Recent studies on patients with type 2 have shown that a low-calorie diet can push diabetes into remission. The key is getting down to a healthy weight, with a body mass index (BMI) below 25.

However, the diabetes can still come back — for example, if the weight goes back up, blood sugar levels will, once again, be above the normal thresholds.

In your husband’s case, I would suggest that a good strategy would be to go back to his GP or seek a referral to a specialist for a more sophisticated test (a glucose load test).

If the results of this are normal, he is not diabetic and the notes could be amended to state that there was a previous diagnostic error. If it turns out he is in remission, his notes would not be changed as he’s still diabetic, albeit the condition is controlled.

In either case the relevant information can be transferred via a broker to your travel insurance company.

IN MY OPINION…PATIENTS ARE RIGHT TO BE FED-UP  

Public satisfaction with GP services has fallen to its lowest recorded level, it was revealed last week.

The news was received with sadness and disappointment by many GPs, but I know from talking to my colleagues that, frankly, few were surprised.

Winston Churchill famously said in 1941: ‘Give us the tools and we will finish the job.’ In general practice the most important tool that’s been taken away is time — the time to spend with each patient.

Since the NHS was founded in 1948, what we can achieve medically, and the expectations of the public, have grown massively. This has coincided with a growing population and a workforce that has not increased to meet those expanding demands.

GPs’ frustration at not being able to provide the service they would wish for was underlined by a survey for the British Medical Association last October, which revealed that 50 per cent feel that their workload is excessive, impacting on the quality and safety of care.

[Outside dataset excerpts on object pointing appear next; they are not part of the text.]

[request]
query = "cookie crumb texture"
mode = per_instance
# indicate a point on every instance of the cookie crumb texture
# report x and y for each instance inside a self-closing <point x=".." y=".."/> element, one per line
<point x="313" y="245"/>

The ever-increasing workload pressure was a major reason that GPs opted to withdraw from providing 24-hour care when the chance arose with the new contract introduced by the Labour government in 2004. Stepping away from being available out of hours did untold damage to the relationship between GPs and their patients.

Another nail in the coffin of that relationship has been the change in the way patients are registered with a GP surgery: they are no longer allocated to a named GP, but registered with the entire practice.

With that move we lost the sense that we had a personal doctor who knew our history, would take care of us, fight our corner, and make things happen.

And so we have it: GPs are frustrated, and so, too, are patients. I fear that it’s only going to get worse.